Introducing Anastasia Minster

Introducing Anastasia Minster

New York, NY (Top40 Charts) Sometimes it's only when you look back that you're truly able to see. Such is the case with Moscow-born artist Anastasia Minster. Having captivated audiences for several years, Anastasia left her homeland for Toronto in 2014 and it's now apparent just how deeply Russia has seeped into her soul. It can be seen in her dark and existential lyrics (think Dostoevsky) and heard in the Rachmaninoff-like intensity that pours out of her own music - piano-driven chamber pop which fuses elements of classical, folk and jazz.

Just as Anastasia's past shapes her sound, so does her new home in Canada. Living in a building overlooking a colossal park, her piano sits beside the window so that she can watch the sunset. It's where she observes hawks as they soar, listens to coyotes howl and wakes up to the dawn chorus at 5 am. This is her favourite time of day, when there are no other sounds to hide their singing.

As the birds welcome the day, Anastasia's is music to break the silence of the dark and to accompany those witching-hour questions of life and death, estrangement and connection. It should come as no surprise that composing is her form of meditation, a vessel for her unconscious mind.

Once the skeleton of a song is there it's up to her band members to add their parts. Their task is to add to the voice and piano that she has left for them, without breaking the fragile space that has been created. It's all there to be heard on her new album Hour of the Wolf, the most expansive recording of her career to date, on which she has invited upright bass, cello, saxophone, bass clarinet and more to enter her world.

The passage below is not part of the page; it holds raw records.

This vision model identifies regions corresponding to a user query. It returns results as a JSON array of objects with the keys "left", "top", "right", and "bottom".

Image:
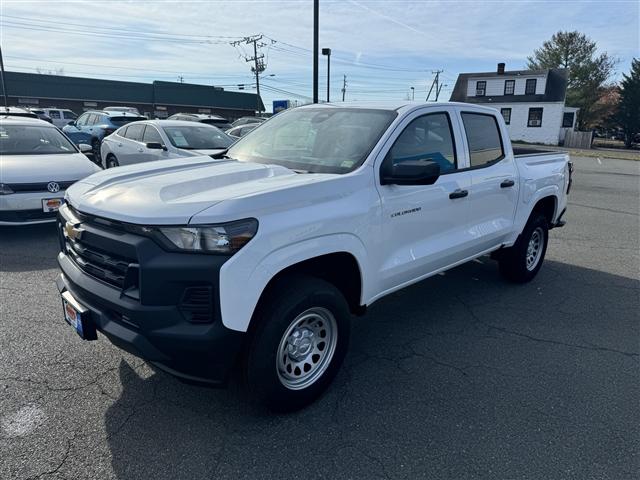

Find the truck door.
[
  {"left": 460, "top": 110, "right": 519, "bottom": 253},
  {"left": 376, "top": 107, "right": 471, "bottom": 293}
]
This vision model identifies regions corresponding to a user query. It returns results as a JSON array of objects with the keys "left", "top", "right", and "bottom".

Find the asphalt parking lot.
[{"left": 0, "top": 157, "right": 640, "bottom": 480}]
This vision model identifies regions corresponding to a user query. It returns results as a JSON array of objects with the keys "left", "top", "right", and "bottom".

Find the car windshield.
[
  {"left": 0, "top": 125, "right": 77, "bottom": 155},
  {"left": 110, "top": 117, "right": 147, "bottom": 127},
  {"left": 163, "top": 124, "right": 233, "bottom": 150},
  {"left": 227, "top": 107, "right": 397, "bottom": 173}
]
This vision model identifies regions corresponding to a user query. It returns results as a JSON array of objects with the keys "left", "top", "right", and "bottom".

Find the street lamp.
[{"left": 322, "top": 48, "right": 331, "bottom": 102}]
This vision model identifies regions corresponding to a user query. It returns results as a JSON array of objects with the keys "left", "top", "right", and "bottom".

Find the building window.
[
  {"left": 562, "top": 112, "right": 574, "bottom": 128},
  {"left": 504, "top": 80, "right": 516, "bottom": 95},
  {"left": 524, "top": 78, "right": 538, "bottom": 95},
  {"left": 527, "top": 108, "right": 542, "bottom": 127},
  {"left": 500, "top": 108, "right": 511, "bottom": 125}
]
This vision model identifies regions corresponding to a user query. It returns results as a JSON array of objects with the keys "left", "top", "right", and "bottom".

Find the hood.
[
  {"left": 0, "top": 153, "right": 102, "bottom": 183},
  {"left": 67, "top": 157, "right": 338, "bottom": 225}
]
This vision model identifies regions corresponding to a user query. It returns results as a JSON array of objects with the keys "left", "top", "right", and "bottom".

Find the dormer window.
[
  {"left": 504, "top": 80, "right": 516, "bottom": 95},
  {"left": 524, "top": 78, "right": 538, "bottom": 95}
]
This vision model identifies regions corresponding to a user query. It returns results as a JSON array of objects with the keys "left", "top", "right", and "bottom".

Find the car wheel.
[
  {"left": 498, "top": 212, "right": 549, "bottom": 283},
  {"left": 107, "top": 155, "right": 120, "bottom": 168},
  {"left": 245, "top": 275, "right": 351, "bottom": 412}
]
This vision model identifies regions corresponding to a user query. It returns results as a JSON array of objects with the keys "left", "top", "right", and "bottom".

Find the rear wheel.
[
  {"left": 245, "top": 275, "right": 351, "bottom": 412},
  {"left": 498, "top": 213, "right": 549, "bottom": 283},
  {"left": 107, "top": 155, "right": 120, "bottom": 168}
]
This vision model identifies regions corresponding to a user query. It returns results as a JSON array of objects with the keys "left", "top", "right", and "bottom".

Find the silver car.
[{"left": 100, "top": 120, "right": 234, "bottom": 168}]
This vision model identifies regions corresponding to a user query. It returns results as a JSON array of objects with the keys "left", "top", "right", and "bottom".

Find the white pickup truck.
[{"left": 57, "top": 103, "right": 572, "bottom": 411}]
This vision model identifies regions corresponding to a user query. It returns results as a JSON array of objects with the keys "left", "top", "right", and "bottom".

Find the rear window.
[
  {"left": 0, "top": 125, "right": 77, "bottom": 155},
  {"left": 462, "top": 113, "right": 504, "bottom": 167},
  {"left": 111, "top": 117, "right": 146, "bottom": 127}
]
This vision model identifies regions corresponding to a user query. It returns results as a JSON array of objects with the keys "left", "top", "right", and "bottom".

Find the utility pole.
[
  {"left": 313, "top": 0, "right": 320, "bottom": 103},
  {"left": 231, "top": 35, "right": 267, "bottom": 115},
  {"left": 0, "top": 47, "right": 9, "bottom": 110},
  {"left": 427, "top": 70, "right": 444, "bottom": 102},
  {"left": 342, "top": 75, "right": 347, "bottom": 102}
]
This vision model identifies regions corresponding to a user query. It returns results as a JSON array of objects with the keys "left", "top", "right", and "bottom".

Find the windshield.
[
  {"left": 0, "top": 125, "right": 78, "bottom": 155},
  {"left": 163, "top": 124, "right": 233, "bottom": 150},
  {"left": 227, "top": 108, "right": 396, "bottom": 173}
]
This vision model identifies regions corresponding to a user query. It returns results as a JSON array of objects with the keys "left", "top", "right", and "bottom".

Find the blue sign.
[{"left": 273, "top": 100, "right": 289, "bottom": 114}]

At the centre of the new album is the title track. Inspired by Ingmar Bergman's film of the same name and Carl Jung's concept of "shadow self", it looks at the destructive forces within the human psyche. Each song on the record represents a different state of mind, from feeling trapped in one's own body to accepting the inevitability of death. Listeners will hear a dark mellowness close to Nina Simone's and the supple dexterity of David Sylvian. Whatever its origins, this is music that echoes life itself - no matter how far the darkness creeps there's always a flicker of light.